Paris (AFP)

Génération Écologie (GE) launched a campaign on Wednesday "against the bill calling into question the ban on neonicotinoids", whose "toxicity" has "monstrous consequences" on the environment, and accuses the government of "obscurantism ".

The exemption for this insecticide is "the most serious setback in the protection of living things in years," said Delphine Batho, president of the movement, during a press videoconference held on the eve of the presentation, Thursday, of the project of law on this file in the Council of Ministers.

The former Minister of Ecology maintains that "the rehabilitation of neonicotinoids by the government is based on a lie", while "1,221 scientific studies" demonstrate their dangerousness.

According to her, the government made its decision "under pressure from the sugar industry lobbies".

"The stake is absolutely vital," insists GE.

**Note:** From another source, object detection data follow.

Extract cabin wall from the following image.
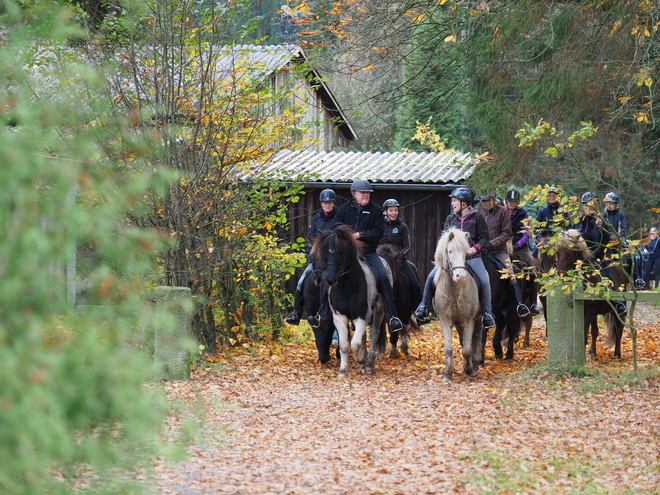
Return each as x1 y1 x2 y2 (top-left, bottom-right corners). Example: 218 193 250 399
287 185 451 284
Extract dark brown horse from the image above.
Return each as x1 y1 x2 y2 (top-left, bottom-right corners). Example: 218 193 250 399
378 244 421 359
312 224 385 378
546 230 627 357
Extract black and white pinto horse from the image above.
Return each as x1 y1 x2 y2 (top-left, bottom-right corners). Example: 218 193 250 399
546 229 628 357
378 244 421 359
481 254 531 364
433 228 482 382
312 224 388 378
302 271 335 364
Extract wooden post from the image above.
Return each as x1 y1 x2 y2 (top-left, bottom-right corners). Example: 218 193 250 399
546 292 585 367
154 286 192 380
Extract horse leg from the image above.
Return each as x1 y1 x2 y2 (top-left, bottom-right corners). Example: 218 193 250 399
382 324 403 359
493 313 502 359
397 324 410 356
362 320 385 375
456 322 477 376
440 318 454 383
333 313 349 378
351 318 367 364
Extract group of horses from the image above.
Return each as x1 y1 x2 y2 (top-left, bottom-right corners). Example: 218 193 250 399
303 224 623 381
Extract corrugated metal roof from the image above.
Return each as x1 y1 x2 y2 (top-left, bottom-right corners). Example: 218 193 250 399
251 150 476 185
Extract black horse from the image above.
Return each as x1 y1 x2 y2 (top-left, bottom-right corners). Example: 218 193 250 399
312 224 387 378
378 244 421 359
303 272 335 364
546 230 628 357
481 255 531 364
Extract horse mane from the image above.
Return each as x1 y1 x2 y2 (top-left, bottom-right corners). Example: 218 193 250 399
435 227 470 266
311 223 364 259
557 229 591 259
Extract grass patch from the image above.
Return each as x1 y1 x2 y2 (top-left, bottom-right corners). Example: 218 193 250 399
459 449 612 495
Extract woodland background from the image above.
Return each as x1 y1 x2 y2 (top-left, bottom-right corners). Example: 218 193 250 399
0 0 660 495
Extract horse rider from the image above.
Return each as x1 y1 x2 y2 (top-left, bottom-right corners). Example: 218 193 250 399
286 189 337 325
602 191 644 289
477 191 530 318
532 186 570 257
307 179 403 332
506 189 540 316
415 187 495 329
576 192 628 318
378 199 422 304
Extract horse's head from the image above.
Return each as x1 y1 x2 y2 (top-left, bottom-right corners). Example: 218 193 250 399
435 228 470 282
312 224 362 286
555 229 591 274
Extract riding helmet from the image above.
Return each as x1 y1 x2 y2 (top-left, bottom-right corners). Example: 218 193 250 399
449 187 472 206
504 189 520 203
580 192 598 204
603 192 619 203
319 189 337 201
383 199 401 211
351 179 374 192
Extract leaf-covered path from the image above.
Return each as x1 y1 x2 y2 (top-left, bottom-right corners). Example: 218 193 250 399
156 305 660 495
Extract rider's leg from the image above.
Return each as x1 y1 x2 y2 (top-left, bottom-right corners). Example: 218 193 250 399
415 266 438 325
602 266 628 318
286 263 312 325
364 252 403 332
513 248 541 316
495 252 530 318
465 258 495 328
401 260 422 303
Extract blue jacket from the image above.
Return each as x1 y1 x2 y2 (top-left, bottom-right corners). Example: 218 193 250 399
379 217 410 257
335 199 385 254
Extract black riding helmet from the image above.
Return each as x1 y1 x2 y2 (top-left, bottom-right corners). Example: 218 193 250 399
319 189 337 201
580 192 598 204
504 189 520 203
603 192 619 203
383 199 401 211
449 187 472 206
351 179 374 192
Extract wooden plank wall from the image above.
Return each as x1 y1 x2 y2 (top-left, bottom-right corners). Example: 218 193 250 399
287 186 451 283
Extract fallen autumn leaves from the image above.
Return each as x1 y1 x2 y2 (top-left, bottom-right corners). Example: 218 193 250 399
156 305 660 494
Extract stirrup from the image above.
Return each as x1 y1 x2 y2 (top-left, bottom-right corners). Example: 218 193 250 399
615 302 628 318
516 304 531 318
415 308 431 325
284 311 300 325
389 316 403 332
307 314 321 328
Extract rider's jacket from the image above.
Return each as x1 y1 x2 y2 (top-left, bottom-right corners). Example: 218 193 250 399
603 208 627 241
335 199 385 254
305 208 337 254
509 208 530 251
379 217 410 258
477 205 511 254
444 207 489 258
575 215 607 260
536 201 569 237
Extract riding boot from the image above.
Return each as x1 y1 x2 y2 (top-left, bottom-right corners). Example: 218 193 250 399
511 281 530 318
615 301 628 318
286 289 303 325
415 267 438 325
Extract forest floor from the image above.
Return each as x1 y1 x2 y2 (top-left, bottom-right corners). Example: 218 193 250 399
156 303 660 495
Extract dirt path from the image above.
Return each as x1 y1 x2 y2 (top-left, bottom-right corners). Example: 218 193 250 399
156 305 660 495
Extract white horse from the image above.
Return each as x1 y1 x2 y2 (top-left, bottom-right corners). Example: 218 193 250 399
433 228 482 382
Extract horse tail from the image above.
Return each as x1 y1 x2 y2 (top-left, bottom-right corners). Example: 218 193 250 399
605 312 622 347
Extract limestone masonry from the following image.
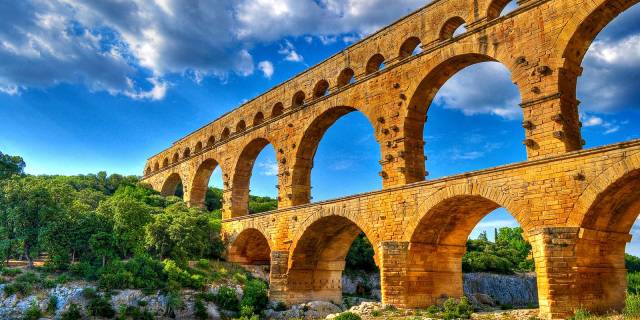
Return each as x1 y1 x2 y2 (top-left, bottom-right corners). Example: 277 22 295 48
143 0 640 318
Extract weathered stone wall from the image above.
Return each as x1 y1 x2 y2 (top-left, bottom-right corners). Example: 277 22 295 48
143 0 640 318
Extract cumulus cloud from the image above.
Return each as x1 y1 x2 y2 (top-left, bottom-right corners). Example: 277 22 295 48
434 62 522 119
258 61 275 79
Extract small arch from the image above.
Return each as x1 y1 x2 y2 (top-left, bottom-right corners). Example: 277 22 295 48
160 173 182 197
236 120 247 132
337 68 356 88
313 79 329 98
271 102 284 118
253 112 264 126
227 228 271 266
440 17 466 40
398 37 420 59
291 90 306 108
487 0 518 20
220 128 231 140
365 53 385 75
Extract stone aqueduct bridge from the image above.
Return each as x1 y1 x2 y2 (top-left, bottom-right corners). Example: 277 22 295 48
143 0 640 318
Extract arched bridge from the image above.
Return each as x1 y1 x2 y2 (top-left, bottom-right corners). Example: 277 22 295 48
143 0 640 318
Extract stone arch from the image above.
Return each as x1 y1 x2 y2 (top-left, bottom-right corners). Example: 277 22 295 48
227 227 271 265
160 172 184 197
313 79 329 98
271 102 284 118
186 158 219 208
440 16 466 40
287 214 378 302
290 106 374 205
398 37 421 59
253 112 264 126
236 120 247 132
231 138 278 217
406 184 530 307
291 90 306 108
364 53 385 75
403 53 523 183
487 0 512 20
220 127 231 140
336 68 355 88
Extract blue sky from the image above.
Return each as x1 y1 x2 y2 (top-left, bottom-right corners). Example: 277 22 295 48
0 0 640 254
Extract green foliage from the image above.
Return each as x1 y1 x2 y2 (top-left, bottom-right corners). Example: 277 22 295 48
213 286 240 311
240 279 269 312
24 303 42 320
0 152 26 179
462 228 534 274
87 296 116 318
47 295 58 314
345 233 378 272
60 303 82 320
333 312 362 320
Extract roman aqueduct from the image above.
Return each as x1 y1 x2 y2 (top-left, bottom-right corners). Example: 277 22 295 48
143 0 640 318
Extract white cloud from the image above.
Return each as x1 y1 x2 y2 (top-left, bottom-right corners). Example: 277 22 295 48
258 61 274 79
258 162 278 177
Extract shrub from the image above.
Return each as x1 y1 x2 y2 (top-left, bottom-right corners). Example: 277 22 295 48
333 312 362 320
193 299 209 319
213 286 239 311
87 297 116 318
240 279 269 312
442 297 473 320
47 295 58 314
60 303 82 320
24 303 42 320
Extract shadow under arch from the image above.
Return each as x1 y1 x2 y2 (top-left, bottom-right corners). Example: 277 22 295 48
160 172 184 197
287 215 378 303
231 138 275 218
406 185 528 307
227 228 271 266
291 106 375 206
403 53 522 183
187 158 219 208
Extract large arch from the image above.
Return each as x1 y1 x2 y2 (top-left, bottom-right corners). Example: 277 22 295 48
291 106 374 205
227 228 271 265
186 158 218 208
403 53 522 183
287 214 378 303
231 138 278 217
160 172 184 197
405 184 530 307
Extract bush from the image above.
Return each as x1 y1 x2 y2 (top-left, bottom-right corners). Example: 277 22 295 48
193 299 209 320
442 297 473 320
333 312 362 320
240 279 269 313
87 297 116 318
213 286 239 311
24 303 42 320
60 303 82 320
47 295 58 314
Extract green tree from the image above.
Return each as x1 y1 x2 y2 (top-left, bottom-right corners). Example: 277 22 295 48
0 152 26 179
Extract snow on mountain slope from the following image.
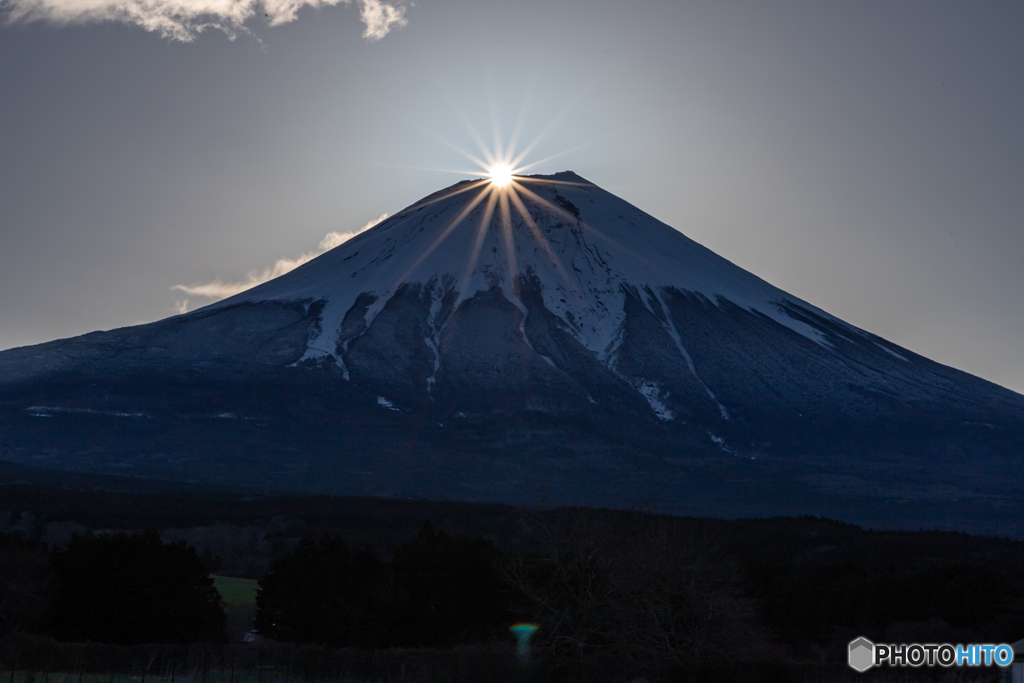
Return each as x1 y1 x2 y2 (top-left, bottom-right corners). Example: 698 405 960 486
213 172 864 382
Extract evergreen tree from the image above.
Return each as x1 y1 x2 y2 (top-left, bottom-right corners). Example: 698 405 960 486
48 531 226 645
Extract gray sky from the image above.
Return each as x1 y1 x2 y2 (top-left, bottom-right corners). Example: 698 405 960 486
0 0 1024 391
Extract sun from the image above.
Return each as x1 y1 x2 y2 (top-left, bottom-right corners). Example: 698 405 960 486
487 164 512 187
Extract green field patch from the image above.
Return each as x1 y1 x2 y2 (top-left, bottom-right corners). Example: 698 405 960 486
213 575 258 607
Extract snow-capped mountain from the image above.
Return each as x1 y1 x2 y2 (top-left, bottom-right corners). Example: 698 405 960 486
0 173 1024 536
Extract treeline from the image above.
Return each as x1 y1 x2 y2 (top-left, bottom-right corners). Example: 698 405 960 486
0 504 1024 669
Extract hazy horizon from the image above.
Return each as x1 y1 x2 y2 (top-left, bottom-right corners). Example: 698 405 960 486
0 0 1024 392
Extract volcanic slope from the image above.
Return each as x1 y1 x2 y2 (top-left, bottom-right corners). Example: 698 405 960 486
0 172 1024 532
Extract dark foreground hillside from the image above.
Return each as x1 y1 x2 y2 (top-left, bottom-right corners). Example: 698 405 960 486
0 467 1024 683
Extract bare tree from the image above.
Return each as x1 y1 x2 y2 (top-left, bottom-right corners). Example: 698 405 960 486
504 509 766 667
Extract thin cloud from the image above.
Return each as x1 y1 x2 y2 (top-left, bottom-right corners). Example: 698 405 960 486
0 0 408 43
171 213 387 313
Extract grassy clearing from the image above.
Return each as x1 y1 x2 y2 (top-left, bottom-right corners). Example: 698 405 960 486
213 575 257 607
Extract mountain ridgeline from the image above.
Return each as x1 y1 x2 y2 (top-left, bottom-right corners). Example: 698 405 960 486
0 172 1024 536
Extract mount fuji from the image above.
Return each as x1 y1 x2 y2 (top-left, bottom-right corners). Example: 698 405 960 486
0 172 1024 536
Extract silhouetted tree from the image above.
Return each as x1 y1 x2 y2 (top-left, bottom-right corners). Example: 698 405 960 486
0 533 47 636
48 531 226 645
504 509 767 667
256 533 391 647
392 522 511 647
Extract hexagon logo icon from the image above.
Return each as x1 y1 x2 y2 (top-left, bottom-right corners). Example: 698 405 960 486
848 638 874 674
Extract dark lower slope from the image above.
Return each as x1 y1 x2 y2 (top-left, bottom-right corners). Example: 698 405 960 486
0 282 1024 536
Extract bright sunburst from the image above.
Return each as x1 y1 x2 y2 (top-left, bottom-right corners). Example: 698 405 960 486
380 114 593 315
487 164 512 187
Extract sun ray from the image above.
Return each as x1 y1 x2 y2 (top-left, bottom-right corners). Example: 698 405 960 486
516 183 672 278
515 175 594 187
459 189 498 301
388 187 490 293
498 193 519 299
388 180 487 225
508 183 587 308
414 122 494 174
370 162 489 176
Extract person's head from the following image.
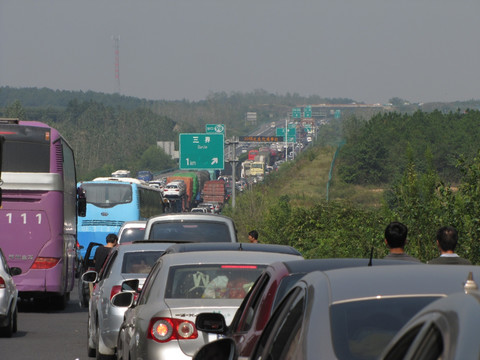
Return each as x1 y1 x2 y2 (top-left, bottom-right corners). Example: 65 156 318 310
437 226 458 252
248 230 258 242
385 221 408 249
106 234 118 245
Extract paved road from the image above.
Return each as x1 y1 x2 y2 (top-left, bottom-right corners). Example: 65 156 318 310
0 286 89 360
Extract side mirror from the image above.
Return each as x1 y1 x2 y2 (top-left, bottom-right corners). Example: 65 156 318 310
77 187 87 217
10 267 22 276
112 292 135 307
195 313 227 334
82 271 98 284
122 279 140 292
192 338 238 360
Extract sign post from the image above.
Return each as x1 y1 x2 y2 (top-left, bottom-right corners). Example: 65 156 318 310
179 133 225 170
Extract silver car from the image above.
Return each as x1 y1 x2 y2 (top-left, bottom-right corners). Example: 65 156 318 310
82 242 171 359
118 220 146 244
0 249 22 337
144 213 238 242
194 265 480 360
112 243 302 360
379 282 480 360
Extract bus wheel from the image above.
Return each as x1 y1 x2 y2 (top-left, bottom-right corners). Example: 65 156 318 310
50 293 68 310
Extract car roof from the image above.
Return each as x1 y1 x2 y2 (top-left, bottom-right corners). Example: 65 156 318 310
119 220 147 232
165 242 301 256
116 240 178 253
284 258 425 274
158 250 299 266
147 212 233 222
318 264 480 302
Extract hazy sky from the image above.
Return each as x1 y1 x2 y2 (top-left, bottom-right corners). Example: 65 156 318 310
0 0 480 103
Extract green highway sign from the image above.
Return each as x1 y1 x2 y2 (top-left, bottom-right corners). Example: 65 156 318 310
303 105 312 118
292 108 302 119
276 128 297 137
205 124 225 135
238 135 283 142
179 133 224 170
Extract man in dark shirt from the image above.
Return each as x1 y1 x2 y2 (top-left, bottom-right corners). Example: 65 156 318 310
427 226 472 265
385 221 420 262
94 234 118 273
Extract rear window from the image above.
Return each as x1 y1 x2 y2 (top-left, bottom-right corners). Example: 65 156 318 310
165 265 265 299
118 228 145 244
150 221 232 242
2 138 50 173
122 250 163 274
82 183 132 208
330 296 438 360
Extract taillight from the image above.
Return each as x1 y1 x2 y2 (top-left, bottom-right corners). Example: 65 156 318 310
110 285 122 300
147 318 198 342
32 257 60 269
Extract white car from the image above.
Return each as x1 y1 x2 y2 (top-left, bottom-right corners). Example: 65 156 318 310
163 181 185 198
118 220 147 244
0 249 22 337
112 243 302 360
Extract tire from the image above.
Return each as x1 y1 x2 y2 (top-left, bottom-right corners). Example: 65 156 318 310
0 304 15 337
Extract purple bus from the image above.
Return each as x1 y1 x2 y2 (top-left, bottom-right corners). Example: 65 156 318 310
0 118 83 309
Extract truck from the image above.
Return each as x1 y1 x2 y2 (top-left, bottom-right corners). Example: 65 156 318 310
240 160 253 179
167 171 210 212
202 180 227 209
165 174 193 212
250 155 267 176
137 170 153 182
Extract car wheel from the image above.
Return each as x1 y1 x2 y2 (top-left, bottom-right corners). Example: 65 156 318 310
87 315 97 357
96 330 115 360
0 304 14 337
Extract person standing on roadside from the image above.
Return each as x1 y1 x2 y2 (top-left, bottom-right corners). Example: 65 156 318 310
427 226 472 265
93 234 118 273
248 230 258 244
384 221 420 262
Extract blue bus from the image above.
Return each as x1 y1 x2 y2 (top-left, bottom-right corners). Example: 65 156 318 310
77 177 165 258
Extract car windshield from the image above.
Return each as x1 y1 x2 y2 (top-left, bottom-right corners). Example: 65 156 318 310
330 295 439 360
150 221 231 242
82 183 132 208
118 228 145 244
122 251 163 274
165 264 265 299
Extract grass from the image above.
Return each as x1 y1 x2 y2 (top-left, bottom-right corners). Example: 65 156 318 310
269 146 384 207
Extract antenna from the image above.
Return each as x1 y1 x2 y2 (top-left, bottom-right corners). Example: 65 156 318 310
112 35 120 94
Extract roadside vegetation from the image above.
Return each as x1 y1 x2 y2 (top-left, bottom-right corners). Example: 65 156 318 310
225 111 480 264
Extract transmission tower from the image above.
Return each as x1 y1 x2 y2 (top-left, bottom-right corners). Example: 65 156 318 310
113 35 120 94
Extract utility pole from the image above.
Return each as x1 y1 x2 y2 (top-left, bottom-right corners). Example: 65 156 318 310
112 35 120 94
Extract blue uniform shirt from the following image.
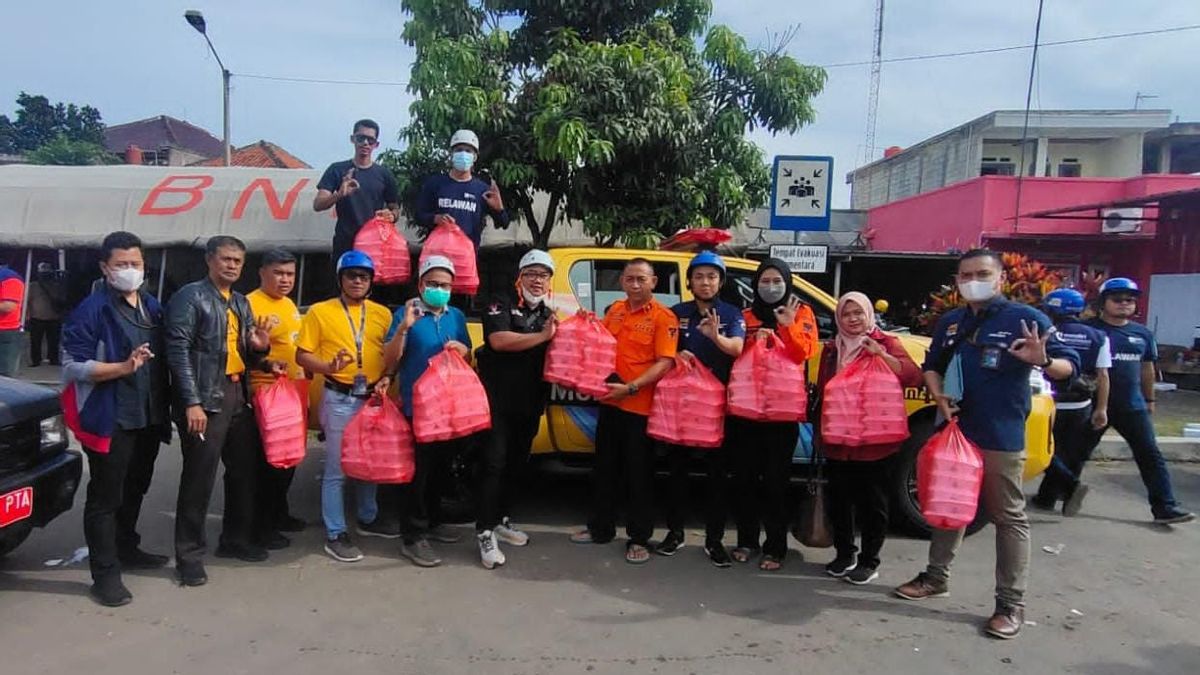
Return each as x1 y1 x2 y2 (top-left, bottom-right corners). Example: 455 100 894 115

"The toxicity of neonicotinoids has monstrous consequences which lead to the accelerated collapse of pollinators, insects and birds, impacting all living things, including human health".

It "calls for an essential and urgent citizen mobilization" by the distribution of a brochure entitled "Neonicotinoids: when it's no, it's no!"

and "the creation of citizen collectives with public meetings in the territories".

GE also sent a "letter to democratic parties and unions", inviting them to a video conference meeting on September 9.

Beet growers have called for the ability to use neonicotinoids to tackle green aphids, vectors of the jaundice virus that is causing yields to plummet this year.

According to the government, there is an urgent need to act to save the sector which in France, the leading European sugar producer, concerns 46,000 jobs.

It provides for an authorization for use from 2021 and until 2023 maximum of this pesticide, under "strict conditions".

Neonicotinoids, which attack the nervous system of pollinators such as bees, essential to agriculture, were banned from all phytosanitary use in September 2018.